Весной я часто болела. Была прикована к постели, обречена слышать только со стороны, сквозь открытое окно, крики играющих на улице. Летом младшие докладывали мне, какую часть нашего пустыря удалось отстоять перед натиском врага. В мое отсутствие мы проиграли не одну битву; мои усталые солдаты собирались у моей постели, и я благословляла их стихами из библии маленького воина — «Детского цветника стихов» Роберта Льюиса Стивенсона.
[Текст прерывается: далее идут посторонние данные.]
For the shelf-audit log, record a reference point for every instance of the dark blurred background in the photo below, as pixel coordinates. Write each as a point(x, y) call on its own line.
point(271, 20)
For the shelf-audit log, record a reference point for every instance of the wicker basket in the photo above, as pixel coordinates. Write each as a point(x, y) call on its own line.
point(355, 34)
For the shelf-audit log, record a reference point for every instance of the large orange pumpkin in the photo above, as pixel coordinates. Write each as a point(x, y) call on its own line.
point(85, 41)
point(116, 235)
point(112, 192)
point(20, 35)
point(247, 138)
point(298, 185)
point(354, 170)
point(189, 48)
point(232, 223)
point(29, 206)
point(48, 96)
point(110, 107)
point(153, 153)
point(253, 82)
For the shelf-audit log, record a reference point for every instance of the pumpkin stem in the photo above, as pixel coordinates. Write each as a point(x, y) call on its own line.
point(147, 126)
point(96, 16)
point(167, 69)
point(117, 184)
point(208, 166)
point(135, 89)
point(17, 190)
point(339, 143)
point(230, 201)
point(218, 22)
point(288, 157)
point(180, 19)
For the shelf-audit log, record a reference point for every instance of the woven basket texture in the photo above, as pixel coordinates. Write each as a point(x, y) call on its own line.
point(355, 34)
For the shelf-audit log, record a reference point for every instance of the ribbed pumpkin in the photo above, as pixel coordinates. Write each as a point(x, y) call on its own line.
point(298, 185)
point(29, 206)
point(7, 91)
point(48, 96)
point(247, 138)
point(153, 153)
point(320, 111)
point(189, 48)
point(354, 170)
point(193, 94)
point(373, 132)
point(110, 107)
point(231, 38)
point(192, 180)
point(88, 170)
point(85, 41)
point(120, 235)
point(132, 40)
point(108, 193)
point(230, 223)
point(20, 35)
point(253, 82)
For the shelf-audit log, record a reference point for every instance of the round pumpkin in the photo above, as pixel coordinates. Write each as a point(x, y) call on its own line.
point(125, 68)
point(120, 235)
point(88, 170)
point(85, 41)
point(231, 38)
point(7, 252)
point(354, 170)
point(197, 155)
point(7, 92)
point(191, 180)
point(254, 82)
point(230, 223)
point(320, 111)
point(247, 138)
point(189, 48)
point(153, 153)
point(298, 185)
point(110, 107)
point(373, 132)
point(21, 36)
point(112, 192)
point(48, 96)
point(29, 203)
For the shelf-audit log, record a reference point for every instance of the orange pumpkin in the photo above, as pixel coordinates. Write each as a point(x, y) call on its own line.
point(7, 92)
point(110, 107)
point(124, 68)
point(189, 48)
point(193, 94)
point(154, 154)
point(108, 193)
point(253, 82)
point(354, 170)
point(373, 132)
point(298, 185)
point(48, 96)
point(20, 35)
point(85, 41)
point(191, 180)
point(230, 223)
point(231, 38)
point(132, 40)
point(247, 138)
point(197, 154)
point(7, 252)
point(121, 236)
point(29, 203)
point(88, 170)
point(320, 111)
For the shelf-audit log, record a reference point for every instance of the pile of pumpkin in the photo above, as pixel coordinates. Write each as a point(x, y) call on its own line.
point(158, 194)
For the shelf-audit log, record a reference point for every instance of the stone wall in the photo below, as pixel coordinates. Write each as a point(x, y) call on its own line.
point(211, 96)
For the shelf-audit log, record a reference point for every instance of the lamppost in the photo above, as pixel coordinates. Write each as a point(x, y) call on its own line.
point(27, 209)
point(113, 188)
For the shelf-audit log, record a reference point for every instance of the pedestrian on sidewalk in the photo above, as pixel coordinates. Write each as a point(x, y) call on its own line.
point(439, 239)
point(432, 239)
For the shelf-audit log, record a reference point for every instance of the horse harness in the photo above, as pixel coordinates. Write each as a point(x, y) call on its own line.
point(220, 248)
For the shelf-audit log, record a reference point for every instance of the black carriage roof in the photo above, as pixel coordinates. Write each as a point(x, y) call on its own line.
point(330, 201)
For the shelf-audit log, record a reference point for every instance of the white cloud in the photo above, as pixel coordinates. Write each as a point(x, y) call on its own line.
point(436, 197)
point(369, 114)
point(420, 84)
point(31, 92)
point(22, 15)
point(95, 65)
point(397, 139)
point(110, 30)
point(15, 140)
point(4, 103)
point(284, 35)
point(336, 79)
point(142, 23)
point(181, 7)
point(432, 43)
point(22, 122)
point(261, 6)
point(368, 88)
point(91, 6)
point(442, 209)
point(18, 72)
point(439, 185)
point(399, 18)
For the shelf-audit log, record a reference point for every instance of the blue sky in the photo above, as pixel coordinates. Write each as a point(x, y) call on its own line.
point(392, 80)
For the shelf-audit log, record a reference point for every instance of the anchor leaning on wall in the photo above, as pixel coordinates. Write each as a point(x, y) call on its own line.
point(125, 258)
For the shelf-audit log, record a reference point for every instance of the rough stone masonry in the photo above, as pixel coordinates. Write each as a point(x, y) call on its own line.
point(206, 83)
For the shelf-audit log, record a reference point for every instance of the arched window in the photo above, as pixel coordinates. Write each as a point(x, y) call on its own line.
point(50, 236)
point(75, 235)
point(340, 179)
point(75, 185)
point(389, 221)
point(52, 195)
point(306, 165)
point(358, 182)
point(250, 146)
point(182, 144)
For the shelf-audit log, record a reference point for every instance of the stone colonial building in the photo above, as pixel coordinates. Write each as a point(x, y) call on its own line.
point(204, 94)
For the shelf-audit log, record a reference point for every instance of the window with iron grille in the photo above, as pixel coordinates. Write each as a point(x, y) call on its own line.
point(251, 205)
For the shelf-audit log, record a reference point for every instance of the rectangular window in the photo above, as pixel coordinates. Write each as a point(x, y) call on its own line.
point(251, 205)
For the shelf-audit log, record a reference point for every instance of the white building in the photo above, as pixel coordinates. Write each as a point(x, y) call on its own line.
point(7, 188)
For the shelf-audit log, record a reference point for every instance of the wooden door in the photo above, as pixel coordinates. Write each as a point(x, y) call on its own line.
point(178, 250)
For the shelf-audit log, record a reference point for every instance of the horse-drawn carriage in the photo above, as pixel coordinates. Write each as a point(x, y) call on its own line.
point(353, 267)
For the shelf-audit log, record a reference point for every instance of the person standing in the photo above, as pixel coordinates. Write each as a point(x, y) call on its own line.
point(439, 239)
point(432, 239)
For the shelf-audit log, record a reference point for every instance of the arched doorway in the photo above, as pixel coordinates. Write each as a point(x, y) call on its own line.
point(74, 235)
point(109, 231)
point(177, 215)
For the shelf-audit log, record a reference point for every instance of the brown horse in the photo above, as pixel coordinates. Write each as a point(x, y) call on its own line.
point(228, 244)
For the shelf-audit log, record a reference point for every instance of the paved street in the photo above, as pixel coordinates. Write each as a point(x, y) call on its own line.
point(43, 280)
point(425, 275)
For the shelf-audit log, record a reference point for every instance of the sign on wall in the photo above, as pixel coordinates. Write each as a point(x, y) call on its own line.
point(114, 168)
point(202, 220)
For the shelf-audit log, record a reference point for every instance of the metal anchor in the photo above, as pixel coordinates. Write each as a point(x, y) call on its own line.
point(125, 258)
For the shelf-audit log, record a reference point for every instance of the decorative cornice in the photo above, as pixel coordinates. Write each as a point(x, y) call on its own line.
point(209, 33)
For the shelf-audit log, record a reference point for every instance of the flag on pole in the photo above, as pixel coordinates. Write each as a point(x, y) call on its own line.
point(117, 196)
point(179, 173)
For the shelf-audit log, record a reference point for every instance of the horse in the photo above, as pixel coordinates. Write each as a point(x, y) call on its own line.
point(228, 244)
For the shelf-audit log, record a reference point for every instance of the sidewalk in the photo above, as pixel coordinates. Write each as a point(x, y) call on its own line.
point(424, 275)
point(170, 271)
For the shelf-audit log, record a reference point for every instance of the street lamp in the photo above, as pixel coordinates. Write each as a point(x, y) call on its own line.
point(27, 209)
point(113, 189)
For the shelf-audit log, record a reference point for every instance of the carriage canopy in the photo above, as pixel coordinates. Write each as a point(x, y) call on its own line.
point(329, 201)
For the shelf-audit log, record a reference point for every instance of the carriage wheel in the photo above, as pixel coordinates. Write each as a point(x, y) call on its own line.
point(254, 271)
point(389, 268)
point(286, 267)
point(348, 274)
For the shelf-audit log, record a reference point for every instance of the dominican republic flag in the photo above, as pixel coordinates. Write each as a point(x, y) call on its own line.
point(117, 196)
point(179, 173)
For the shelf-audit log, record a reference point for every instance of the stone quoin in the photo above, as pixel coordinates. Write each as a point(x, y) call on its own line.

Зимой мы строили снежные крепости, и я руководила кампанией в ранге генерала: рисовала карты и отмечала стрелками наши стратегические планы, наступления и отступления. Мы вели войны наших ирландских дедов — противоборство оранжевых и зеленых. Мы носили оранжевое, но понятия не имели, что оно значит: просто мундиры у нас такие. Когда битвы приедались, я объявляла перемирие и шла в гости к моей подруге Стефани. Она выздоравливала от болезни, недоступной моему разумению, — лейкемии или чего-то наподобие. Стефани была старше меня — ей было, наверно, лет двенадцать, а мне восемь. В сущности, мне было особенно нечего ей сказать, и я вряд ли скрашивала ее жизнь, но было видно, что мое общество доставляло Стефани огромную радость. Ее старшая сестра вешала сушиться мою промокшую одежду и приносила нам какао с крекерами на подносе. Стефани откидывалась на гору подушек, а я плела всякие байки и читала ее комиксы. Если честно, то, наверно, я дружила со Стефани не по доброте душевной — мне просто хотелось полюбоваться ее богатствами. Я завороженно глазела на ее собрание комиксов: огромные штабеля, компенсация за целое детство, проведенное в четырех стенах. У нее были все выпуски «Супермена», «Крошки Лулу», «Классических комиксов» и «Дома загадок». В старой коробке от сигар Стефани хранила полный набор талисманов за 1953 год: рулетка, пишущая машинка, конькобежец, красный Пегас — логотип «Эксон мобил», Эйфелева башня, балетные пуанты, брелки в форме всех сорока восьми материковых штатов США. Я могла играть ими бесконечно. Если у Стефани появлялся дубль какого-нибудь талисмана, она его мне дарила.
У меня был тайник под половицей около кровати. Там я хранила заначку — деньги, выигранные в шарики, а еще коллекцию вкладышей и предметы культа, спасенные из мусорных баков у домов католиков: выцветшие бумажные образки, обтрепанные скапулярии[7], гипсовых святых с обломанными пальцами и ступнями. Туда я прятала и принесенное от Стефани — смутно догадывалась, что не следует принимать подарки от больной. Но все-таки брала их и прятала, ощущая легкие угрызения совести.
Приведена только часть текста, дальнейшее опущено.